External API dependency for harmful knowledge CoTs: While privacy scenarios avoid external APIs, the harmful knowledge tasks used GPT-4o for CoTs. This pipeline would need replacement with local models for extremely privacy-sensitive domains.
Future directions: Making the detection store self-extending to cover new attacks; layering "hard" constraints (e.g., output filtering) to back up soft constraints.

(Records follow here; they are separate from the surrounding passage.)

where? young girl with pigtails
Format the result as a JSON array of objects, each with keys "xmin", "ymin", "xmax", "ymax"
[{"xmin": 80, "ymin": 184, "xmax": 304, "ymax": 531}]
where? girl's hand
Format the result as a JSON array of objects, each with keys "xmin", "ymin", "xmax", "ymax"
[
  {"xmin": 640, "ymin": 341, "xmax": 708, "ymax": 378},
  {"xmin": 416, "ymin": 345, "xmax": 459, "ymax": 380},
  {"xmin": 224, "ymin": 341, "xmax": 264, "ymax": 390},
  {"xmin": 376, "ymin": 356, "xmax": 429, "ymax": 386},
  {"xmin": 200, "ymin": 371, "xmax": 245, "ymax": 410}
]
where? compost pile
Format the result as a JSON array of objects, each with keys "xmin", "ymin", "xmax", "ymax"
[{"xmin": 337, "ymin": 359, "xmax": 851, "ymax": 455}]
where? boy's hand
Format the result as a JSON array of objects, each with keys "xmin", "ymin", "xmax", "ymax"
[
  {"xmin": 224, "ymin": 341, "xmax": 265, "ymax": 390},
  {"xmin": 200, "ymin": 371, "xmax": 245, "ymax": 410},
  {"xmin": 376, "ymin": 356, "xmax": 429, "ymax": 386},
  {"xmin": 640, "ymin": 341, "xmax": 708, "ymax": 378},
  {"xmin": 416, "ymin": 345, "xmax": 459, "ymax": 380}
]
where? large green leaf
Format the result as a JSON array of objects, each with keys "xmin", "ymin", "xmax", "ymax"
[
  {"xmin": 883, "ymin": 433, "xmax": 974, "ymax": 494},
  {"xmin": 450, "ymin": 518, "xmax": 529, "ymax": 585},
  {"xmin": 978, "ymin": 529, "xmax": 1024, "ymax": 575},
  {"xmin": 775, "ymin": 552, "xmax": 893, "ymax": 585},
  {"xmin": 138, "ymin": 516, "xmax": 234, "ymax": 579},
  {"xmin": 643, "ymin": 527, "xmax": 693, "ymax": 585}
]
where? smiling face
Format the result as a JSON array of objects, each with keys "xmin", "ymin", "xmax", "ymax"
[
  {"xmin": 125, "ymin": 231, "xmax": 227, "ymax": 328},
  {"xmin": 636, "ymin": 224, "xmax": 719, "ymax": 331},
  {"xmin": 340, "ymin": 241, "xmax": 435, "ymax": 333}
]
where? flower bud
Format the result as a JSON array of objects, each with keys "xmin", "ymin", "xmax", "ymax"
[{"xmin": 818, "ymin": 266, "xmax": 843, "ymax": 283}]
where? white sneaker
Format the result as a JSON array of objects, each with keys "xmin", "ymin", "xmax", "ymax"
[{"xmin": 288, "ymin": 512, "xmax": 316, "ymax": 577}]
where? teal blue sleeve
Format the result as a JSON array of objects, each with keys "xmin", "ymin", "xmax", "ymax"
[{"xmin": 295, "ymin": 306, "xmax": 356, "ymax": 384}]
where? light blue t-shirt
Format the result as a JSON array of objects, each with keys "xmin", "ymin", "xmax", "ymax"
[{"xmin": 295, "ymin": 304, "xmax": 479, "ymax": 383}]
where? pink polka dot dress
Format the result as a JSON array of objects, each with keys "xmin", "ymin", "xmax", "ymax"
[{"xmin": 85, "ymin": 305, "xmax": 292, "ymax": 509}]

vs. Training-based Unlearning (GA/KL/GD/NPO/DPO): These rely on gradients to modify weights, require retain data for stability, are costly, and are single-step. Ours is weight-free, retain-data-free, and supports black-box/continual unlearning.
vs. ICUL (In-context Unlearning): ICUL+ is the closest prior work but assumes an ideal setting where forgotten data is fully known. DRAGON works with only rewritten negative samples, providing a more realistic deployment case.
vs. Guardrail+ (Static Refusal Templates): Both are training-free, but Guardrail+ replaces responses with templates, leading to context disconnection (CS gap 0.44). DRAGON uses dynamic CoTs to maintain contextual relevance (CS gap 0.01).
vs. Continual Unlearning Evaluation (Gao et al., 2024): Previous work considered temporal unlearning but ignored stage-wise stability. DDS/DUS fills this evaluation gap by explicitly characterizing fluctuations and cumulative impacts.

Rating¶

Novelty: ⭐⭐⭐⭐⭐ Moves unlearning from weight space to context space with systematic "detection + CoT guidance," enabling black-box + no-retain-data + continual scenarios.
Experimental Thoroughness: ⭐⭐⭐⭐ Covers 9 LLMs, 3 tasks, and continual settings with various attacks; ablation is solid, though failure boundaries under detection bypass could be explored deeper.
Writing Quality: ⭐⭐⭐⭐ Clear motivation and methodology; formulas and figures are well-coordinated.
Value: ⭐⭐⭐⭐⭐ Directly addresses deployment pain points for proprietary LLMs and GDPR-style deletion requests. High pragmatic value.